RE: Table Wrapper

2013-06-28 Thread Peter Marron
Yes indeed. Thank you for prompting me to post again.
It is always helpful to get a response, any response.
There is nothing worse than posting and getting absolutely
nothing in reply.

As you say I have now got quite a few suggestions and even if they
don't all pan out I will have learnt a lot. And I feel happier now with
my ugly hack knowing that at least I haven't missed anything too obvious :)

Thanks again.

Z

From: Stephen Sprague [mailto:sprag...@gmail.com]
Sent: 27 June 2013 16:40
To: user@hive.apache.org
Subject: Re: Table Wrapper

Well.  You got a few suggestions there Peter.  That in itself is reason to 
celebrate!

And that was a good description and i fault you not for going into some detail. 
 The part about keeping it simple is always a challenge I know. :)
I get your point but i don't have anything more really to offer. if running an 
MR job is a blocker i'm not in a position to suggest anything.

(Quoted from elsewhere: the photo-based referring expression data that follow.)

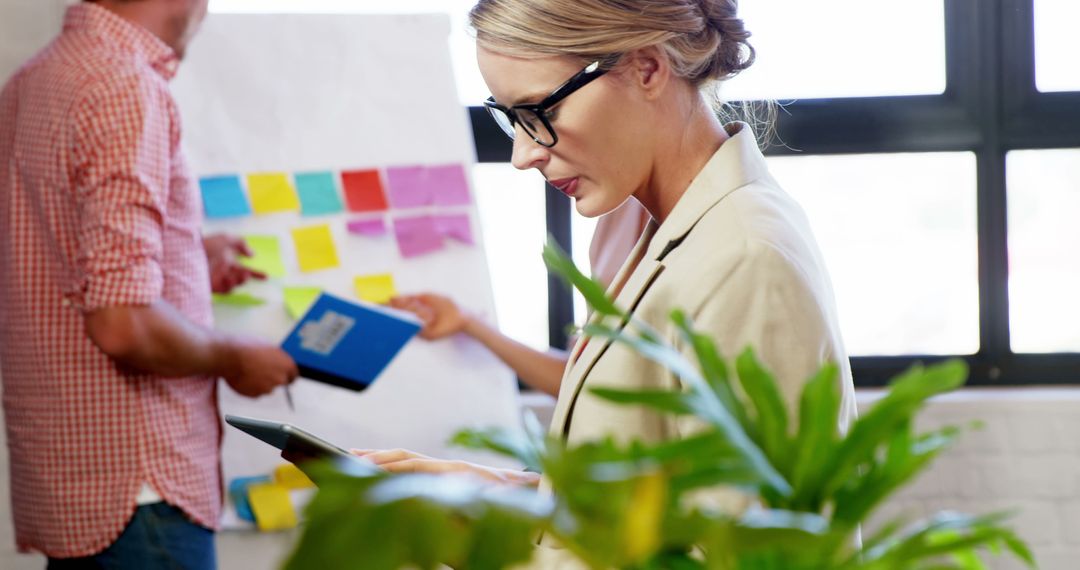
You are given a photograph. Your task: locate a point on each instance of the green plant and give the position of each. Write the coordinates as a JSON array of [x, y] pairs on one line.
[[637, 506]]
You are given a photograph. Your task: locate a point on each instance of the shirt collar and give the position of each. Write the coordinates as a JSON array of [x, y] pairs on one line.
[[123, 35]]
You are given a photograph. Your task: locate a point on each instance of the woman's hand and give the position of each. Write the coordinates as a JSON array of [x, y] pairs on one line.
[[404, 461], [441, 315]]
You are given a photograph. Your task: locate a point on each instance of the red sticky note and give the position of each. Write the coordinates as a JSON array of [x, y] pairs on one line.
[[363, 191]]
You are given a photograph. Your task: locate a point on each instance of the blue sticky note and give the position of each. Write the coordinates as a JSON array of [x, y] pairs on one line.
[[224, 197], [238, 492], [318, 194]]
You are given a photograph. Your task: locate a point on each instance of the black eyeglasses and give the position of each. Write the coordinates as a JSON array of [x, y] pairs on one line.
[[536, 119]]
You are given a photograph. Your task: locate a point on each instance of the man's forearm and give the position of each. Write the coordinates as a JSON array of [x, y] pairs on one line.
[[159, 340]]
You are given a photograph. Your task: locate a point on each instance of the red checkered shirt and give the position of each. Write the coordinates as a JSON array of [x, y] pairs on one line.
[[97, 209]]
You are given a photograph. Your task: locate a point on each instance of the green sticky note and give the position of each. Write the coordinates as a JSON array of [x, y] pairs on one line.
[[238, 299], [299, 299], [267, 258]]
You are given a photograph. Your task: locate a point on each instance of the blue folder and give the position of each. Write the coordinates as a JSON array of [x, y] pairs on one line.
[[348, 343]]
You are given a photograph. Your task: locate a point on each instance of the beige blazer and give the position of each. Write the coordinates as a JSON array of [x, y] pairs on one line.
[[737, 255]]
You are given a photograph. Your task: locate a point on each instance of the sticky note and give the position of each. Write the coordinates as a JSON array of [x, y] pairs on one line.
[[272, 506], [318, 194], [409, 187], [314, 248], [271, 192], [238, 299], [267, 255], [299, 299], [224, 197], [238, 493], [291, 477], [455, 227], [448, 185], [417, 235], [376, 288], [370, 228], [363, 191]]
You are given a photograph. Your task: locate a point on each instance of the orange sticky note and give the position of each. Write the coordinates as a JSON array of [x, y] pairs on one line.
[[376, 288], [272, 506], [272, 192], [314, 248]]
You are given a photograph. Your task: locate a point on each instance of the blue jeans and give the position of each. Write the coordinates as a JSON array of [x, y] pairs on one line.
[[158, 537]]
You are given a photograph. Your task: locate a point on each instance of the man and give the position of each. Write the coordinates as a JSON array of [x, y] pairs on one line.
[[109, 360]]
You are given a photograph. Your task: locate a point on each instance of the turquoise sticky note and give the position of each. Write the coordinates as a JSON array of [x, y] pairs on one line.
[[318, 194], [224, 197], [238, 492]]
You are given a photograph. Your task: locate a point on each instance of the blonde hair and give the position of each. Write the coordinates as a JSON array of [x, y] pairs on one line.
[[704, 40]]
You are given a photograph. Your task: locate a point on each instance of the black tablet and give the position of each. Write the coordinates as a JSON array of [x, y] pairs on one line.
[[299, 446]]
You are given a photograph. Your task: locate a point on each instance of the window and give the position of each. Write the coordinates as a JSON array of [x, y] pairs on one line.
[[1056, 44], [842, 49], [1043, 233], [898, 232]]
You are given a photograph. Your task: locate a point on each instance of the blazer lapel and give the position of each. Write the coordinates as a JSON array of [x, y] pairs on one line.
[[635, 287]]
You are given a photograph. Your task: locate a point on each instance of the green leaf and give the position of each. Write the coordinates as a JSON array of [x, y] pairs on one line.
[[771, 416], [817, 437]]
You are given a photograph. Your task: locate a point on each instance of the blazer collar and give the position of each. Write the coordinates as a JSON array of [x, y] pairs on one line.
[[737, 163]]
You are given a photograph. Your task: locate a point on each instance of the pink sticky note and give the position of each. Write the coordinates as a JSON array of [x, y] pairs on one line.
[[409, 187], [448, 185], [417, 235], [455, 227], [369, 228]]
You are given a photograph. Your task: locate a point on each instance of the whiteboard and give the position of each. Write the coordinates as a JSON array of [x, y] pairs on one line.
[[298, 93]]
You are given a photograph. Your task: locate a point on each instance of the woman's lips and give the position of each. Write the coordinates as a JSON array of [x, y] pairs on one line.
[[567, 186]]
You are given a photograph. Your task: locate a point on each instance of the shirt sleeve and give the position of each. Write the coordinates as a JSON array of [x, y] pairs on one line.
[[123, 149]]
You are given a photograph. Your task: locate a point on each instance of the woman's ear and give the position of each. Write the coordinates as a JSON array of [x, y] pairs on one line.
[[649, 69]]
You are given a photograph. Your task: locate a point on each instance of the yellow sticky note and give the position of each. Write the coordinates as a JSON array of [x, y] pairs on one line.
[[267, 255], [272, 192], [376, 288], [272, 506], [299, 299], [238, 299], [291, 477], [314, 248]]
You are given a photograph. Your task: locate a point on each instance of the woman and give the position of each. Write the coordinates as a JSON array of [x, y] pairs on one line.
[[608, 100], [615, 238]]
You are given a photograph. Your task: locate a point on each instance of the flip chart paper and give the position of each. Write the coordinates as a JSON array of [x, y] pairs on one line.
[[267, 255], [271, 192], [417, 235], [314, 248], [370, 228], [363, 191], [376, 288], [456, 227], [224, 197], [318, 194]]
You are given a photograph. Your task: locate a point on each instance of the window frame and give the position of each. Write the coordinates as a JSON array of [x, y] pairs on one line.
[[990, 106]]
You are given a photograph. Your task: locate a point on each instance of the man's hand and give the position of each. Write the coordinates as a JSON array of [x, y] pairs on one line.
[[255, 368], [223, 254]]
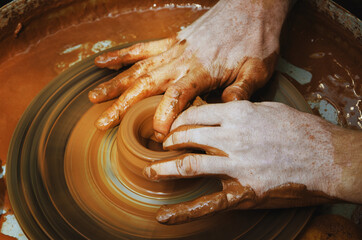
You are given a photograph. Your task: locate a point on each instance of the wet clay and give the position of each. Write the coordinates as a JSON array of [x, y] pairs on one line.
[[39, 53], [25, 73], [237, 196]]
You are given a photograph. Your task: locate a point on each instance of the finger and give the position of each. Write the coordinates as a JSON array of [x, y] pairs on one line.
[[117, 59], [147, 85], [119, 84], [253, 74], [210, 114], [233, 195], [206, 138], [187, 211], [176, 98], [187, 165]]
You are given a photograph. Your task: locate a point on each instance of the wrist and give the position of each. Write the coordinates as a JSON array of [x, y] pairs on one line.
[[348, 156]]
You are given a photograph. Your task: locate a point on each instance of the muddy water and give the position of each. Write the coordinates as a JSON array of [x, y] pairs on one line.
[[322, 47], [310, 41]]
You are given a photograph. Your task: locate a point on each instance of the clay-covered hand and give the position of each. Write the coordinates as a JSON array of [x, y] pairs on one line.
[[267, 155], [234, 44]]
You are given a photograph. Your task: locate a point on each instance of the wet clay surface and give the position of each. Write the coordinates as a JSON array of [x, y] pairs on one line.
[[310, 42]]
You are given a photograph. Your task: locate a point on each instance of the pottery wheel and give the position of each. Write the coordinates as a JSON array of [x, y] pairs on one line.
[[62, 182]]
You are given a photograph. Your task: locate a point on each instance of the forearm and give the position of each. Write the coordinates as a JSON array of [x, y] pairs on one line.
[[348, 155]]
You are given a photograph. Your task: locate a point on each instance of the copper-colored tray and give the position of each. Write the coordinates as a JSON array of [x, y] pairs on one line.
[[46, 207]]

On Thu, Jun 27, 2013 at 3:14 AM, Peter Marron 
peter.mar...@trilliumsoftware.commailto:peter.mar...@trilliumsoftware.com 
wrote:
Hi,

If you're suggesting that I use something like

SELECT * FROM data WHERE MyUdf(data. BLOCK__OFFSET__INSIDE__FILE);

rather than
SELECT * FROM data JOIN small ON data.BLOCK__OFFSET__INSIDE__FILE = 
small.offset;
then, yes, I have thought of that. However the fact is that reading the 
billions of records
and filtering them is too slow compared to doing the seeks.

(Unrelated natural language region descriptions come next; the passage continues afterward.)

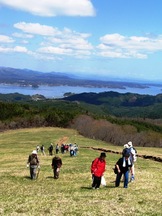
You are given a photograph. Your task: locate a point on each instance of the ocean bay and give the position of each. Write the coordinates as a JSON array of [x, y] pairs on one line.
[[59, 91]]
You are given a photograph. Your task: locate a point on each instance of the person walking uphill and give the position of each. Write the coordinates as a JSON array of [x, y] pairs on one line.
[[122, 166], [33, 163], [56, 165], [97, 169]]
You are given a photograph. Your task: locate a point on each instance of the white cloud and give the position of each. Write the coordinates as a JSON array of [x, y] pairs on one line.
[[6, 39], [17, 49], [119, 46], [36, 28], [57, 42], [20, 35], [52, 7]]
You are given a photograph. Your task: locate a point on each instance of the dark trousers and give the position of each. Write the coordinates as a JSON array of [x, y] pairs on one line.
[[96, 181], [118, 178], [56, 173], [33, 170]]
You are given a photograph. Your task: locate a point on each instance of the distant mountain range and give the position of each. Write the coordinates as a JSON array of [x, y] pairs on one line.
[[25, 77]]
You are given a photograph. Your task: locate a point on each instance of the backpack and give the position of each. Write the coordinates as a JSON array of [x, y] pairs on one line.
[[33, 160]]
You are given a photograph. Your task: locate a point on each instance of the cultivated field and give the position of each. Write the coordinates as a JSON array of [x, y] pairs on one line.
[[71, 194]]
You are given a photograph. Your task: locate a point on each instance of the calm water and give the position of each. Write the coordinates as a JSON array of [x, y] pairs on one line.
[[58, 91]]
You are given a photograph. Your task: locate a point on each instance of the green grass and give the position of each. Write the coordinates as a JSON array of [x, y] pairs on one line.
[[71, 194]]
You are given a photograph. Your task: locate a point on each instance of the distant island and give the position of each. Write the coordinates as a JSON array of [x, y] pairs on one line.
[[25, 77]]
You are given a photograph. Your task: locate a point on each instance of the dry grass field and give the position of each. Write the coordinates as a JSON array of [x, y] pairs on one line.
[[71, 194]]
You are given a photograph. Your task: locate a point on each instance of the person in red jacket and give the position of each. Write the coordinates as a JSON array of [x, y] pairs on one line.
[[97, 169]]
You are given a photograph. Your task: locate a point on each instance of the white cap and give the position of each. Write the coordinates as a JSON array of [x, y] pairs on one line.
[[34, 152], [130, 144]]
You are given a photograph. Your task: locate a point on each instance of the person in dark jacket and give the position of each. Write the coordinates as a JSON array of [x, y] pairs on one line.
[[50, 149], [33, 163], [56, 165], [97, 169], [123, 166]]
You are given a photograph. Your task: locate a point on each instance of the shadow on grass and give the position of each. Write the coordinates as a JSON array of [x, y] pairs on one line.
[[27, 177], [90, 188], [49, 177]]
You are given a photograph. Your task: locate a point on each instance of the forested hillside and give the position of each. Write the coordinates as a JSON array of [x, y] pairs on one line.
[[109, 116]]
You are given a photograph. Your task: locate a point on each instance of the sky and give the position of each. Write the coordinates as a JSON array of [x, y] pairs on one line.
[[102, 39]]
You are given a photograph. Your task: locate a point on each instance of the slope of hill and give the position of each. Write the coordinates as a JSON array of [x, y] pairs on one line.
[[71, 194], [29, 77]]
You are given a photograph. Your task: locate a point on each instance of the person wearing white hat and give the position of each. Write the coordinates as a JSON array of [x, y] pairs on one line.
[[133, 159], [33, 163]]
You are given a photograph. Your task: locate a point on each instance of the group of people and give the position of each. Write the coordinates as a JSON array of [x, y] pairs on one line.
[[72, 148], [34, 165], [124, 166]]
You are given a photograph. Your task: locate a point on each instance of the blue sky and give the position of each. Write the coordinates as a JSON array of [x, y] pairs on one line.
[[97, 38]]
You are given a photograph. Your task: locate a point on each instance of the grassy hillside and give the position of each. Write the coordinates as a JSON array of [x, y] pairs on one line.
[[71, 194]]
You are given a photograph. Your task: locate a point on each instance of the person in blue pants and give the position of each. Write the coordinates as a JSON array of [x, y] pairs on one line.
[[123, 166]]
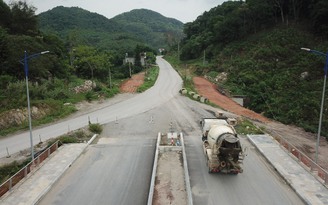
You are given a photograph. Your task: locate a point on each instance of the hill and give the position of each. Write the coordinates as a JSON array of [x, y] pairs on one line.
[[257, 45], [121, 33]]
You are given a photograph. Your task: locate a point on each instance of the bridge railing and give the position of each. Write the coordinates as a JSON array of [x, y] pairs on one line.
[[316, 170], [33, 165]]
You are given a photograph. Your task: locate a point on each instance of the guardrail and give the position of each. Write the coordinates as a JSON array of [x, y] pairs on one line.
[[21, 174], [316, 170]]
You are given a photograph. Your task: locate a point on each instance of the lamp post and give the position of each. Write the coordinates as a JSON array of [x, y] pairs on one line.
[[322, 99], [25, 62]]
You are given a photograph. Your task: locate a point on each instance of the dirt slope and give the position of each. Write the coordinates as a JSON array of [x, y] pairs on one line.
[[302, 140]]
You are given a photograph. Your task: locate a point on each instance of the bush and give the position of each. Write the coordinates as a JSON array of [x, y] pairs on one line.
[[95, 128], [88, 96]]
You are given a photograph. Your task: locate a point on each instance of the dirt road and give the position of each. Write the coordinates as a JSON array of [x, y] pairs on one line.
[[301, 139]]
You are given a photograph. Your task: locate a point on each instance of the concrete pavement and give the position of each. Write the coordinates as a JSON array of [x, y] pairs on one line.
[[32, 189], [304, 184]]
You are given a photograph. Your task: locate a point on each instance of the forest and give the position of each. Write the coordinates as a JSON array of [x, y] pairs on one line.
[[258, 44], [52, 77]]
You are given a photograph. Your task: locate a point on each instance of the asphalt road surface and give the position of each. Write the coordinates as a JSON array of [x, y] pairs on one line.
[[117, 168], [165, 88]]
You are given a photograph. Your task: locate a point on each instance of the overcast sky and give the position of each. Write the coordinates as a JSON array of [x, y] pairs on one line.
[[182, 10]]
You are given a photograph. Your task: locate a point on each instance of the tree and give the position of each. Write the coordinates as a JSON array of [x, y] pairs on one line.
[[24, 20]]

Partitioning would help, but I can't assume that the big data is partitioned in 
a way that suits
this particular query.

Z

From: Jan Dolinár [mailto:dolik@gmail.commailto:dolik@gmail.com]
Sent: 27 June 2013 10:59
To: user
Subject: Re: Table Wrapper

Slightly less hackish way to do this without joins is to write custom UDF 
that will take data.BLOCK__OFFSET__INSIDE__FILE as input parameter and return 
the corresponding data from the small file. If you mark it deterministic 
using @UDFType(deterministic = true), the performance should be quite good.

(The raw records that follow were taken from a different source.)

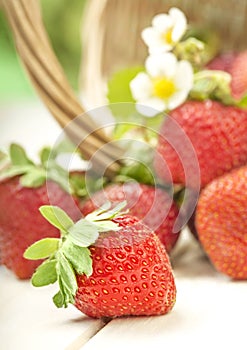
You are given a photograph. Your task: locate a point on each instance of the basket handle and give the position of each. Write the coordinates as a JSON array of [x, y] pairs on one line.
[[48, 78]]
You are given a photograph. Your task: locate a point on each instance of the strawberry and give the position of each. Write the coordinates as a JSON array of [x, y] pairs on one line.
[[238, 72], [107, 264], [221, 222], [152, 205], [218, 134], [23, 189]]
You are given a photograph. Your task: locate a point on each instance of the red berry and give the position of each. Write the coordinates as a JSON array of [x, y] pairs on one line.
[[218, 134], [221, 222], [21, 224], [131, 274], [153, 205]]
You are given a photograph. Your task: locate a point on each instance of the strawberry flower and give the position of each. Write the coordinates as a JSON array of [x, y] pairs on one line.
[[166, 31], [164, 86]]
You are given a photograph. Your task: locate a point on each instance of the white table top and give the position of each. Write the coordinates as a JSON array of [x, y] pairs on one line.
[[210, 311]]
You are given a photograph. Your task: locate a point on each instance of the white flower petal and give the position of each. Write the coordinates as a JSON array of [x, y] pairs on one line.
[[141, 86], [177, 99], [160, 47], [151, 106], [184, 76], [179, 23], [161, 65], [162, 22]]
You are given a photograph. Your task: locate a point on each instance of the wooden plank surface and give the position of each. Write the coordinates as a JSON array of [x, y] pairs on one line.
[[210, 313]]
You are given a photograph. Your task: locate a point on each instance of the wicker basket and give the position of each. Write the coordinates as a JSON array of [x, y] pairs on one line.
[[111, 39], [111, 34]]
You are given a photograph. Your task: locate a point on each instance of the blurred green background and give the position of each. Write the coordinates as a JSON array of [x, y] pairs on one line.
[[62, 20]]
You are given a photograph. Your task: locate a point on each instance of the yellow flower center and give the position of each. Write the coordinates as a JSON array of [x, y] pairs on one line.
[[168, 36], [163, 87]]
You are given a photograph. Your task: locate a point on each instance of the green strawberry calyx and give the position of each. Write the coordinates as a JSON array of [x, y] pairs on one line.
[[35, 175], [70, 254], [215, 85]]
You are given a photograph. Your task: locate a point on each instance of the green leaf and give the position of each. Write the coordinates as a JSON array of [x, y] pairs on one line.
[[79, 257], [243, 102], [45, 155], [18, 155], [139, 172], [57, 217], [67, 275], [34, 178], [15, 170], [58, 175], [107, 214], [58, 299], [83, 233], [45, 274], [106, 225], [212, 84], [42, 249], [119, 91]]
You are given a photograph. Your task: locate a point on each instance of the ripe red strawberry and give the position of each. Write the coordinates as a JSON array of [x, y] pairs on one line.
[[20, 221], [218, 134], [221, 222], [152, 205], [123, 271], [238, 72]]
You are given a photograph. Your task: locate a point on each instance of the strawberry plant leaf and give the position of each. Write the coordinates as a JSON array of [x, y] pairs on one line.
[[18, 155], [118, 85], [83, 233], [45, 155], [243, 102], [45, 274], [34, 178], [57, 217], [67, 278], [119, 91], [109, 214], [58, 299], [58, 175], [106, 225], [79, 257], [42, 249], [15, 170]]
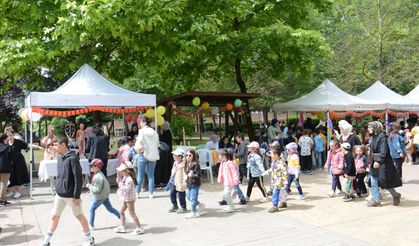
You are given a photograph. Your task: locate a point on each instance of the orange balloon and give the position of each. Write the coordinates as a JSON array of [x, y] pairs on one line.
[[229, 106]]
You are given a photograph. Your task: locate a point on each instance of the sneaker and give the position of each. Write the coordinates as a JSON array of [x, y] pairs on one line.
[[273, 209], [173, 209], [10, 194], [243, 202], [396, 200], [331, 194], [138, 231], [120, 229], [222, 203], [89, 242], [374, 204], [264, 199], [182, 211], [282, 205], [201, 208], [17, 195], [301, 197], [192, 215]]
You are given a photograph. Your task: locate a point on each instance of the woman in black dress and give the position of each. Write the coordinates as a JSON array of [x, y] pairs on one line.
[[19, 174]]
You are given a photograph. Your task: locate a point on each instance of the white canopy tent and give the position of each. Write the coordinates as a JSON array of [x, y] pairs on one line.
[[414, 94], [380, 93], [325, 97], [84, 89]]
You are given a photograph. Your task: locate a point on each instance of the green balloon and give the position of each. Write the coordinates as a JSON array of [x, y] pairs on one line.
[[237, 103], [196, 101]]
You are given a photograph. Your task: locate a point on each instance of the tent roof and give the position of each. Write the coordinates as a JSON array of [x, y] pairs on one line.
[[382, 94], [89, 88], [326, 96], [414, 94]]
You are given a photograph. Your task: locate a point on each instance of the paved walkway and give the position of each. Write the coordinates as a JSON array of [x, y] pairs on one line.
[[318, 220]]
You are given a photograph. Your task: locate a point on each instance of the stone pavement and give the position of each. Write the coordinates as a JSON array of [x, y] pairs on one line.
[[318, 220]]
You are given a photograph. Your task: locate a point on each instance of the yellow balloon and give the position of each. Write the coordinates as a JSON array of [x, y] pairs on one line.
[[160, 120], [149, 113], [205, 106], [161, 110]]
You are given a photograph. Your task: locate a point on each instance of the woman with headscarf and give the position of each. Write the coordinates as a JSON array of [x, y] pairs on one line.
[[382, 170]]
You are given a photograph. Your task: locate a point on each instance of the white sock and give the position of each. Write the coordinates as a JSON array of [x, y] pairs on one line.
[[47, 238]]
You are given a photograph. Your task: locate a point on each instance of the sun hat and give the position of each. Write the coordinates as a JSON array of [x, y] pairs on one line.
[[253, 144], [178, 152], [346, 145], [96, 163]]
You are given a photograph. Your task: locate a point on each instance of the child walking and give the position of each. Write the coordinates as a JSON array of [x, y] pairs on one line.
[[126, 190], [193, 172], [350, 171], [178, 179], [255, 170], [279, 177], [100, 190], [334, 165], [294, 169], [361, 169], [228, 176]]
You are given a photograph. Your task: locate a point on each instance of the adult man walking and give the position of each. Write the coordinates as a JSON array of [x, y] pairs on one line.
[[98, 146], [68, 187]]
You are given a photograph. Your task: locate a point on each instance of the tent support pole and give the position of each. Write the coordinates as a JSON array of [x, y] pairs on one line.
[[31, 153]]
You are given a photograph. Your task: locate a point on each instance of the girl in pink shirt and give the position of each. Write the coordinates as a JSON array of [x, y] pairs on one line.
[[228, 176], [334, 165]]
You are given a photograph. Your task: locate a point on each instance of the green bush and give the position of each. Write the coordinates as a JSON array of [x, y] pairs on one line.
[[178, 123]]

To avoid the full table scan, partitioning is IMHO the best way to speed things 
up.

Best regards,
J. Dolinar

On Thu, Jun 27, 2013 at 11:18 AM, Peter Marron 
peter.mar...@trilliumsoftware.commailto:peter.mar...@trilliumsoftware.com 
wrote:
Hi,

I have thought about a map-only join, but as I understand it this is still going
to do a full table scan on my large data file. If this is billions of records 
then it's
still going to be slow, even if it only returns a handful of records.

Also I don't know of any way to get Hive to do a join without performing a
Map/Reduce. And, as I mentioned before, just the overheads of setting
up a Map/Reduce, even if it's map only and does practically nothing, makes the
elapsed time too high. I want it to be interactive. (I guess that something Tez
when it becomes available might solve this problem...)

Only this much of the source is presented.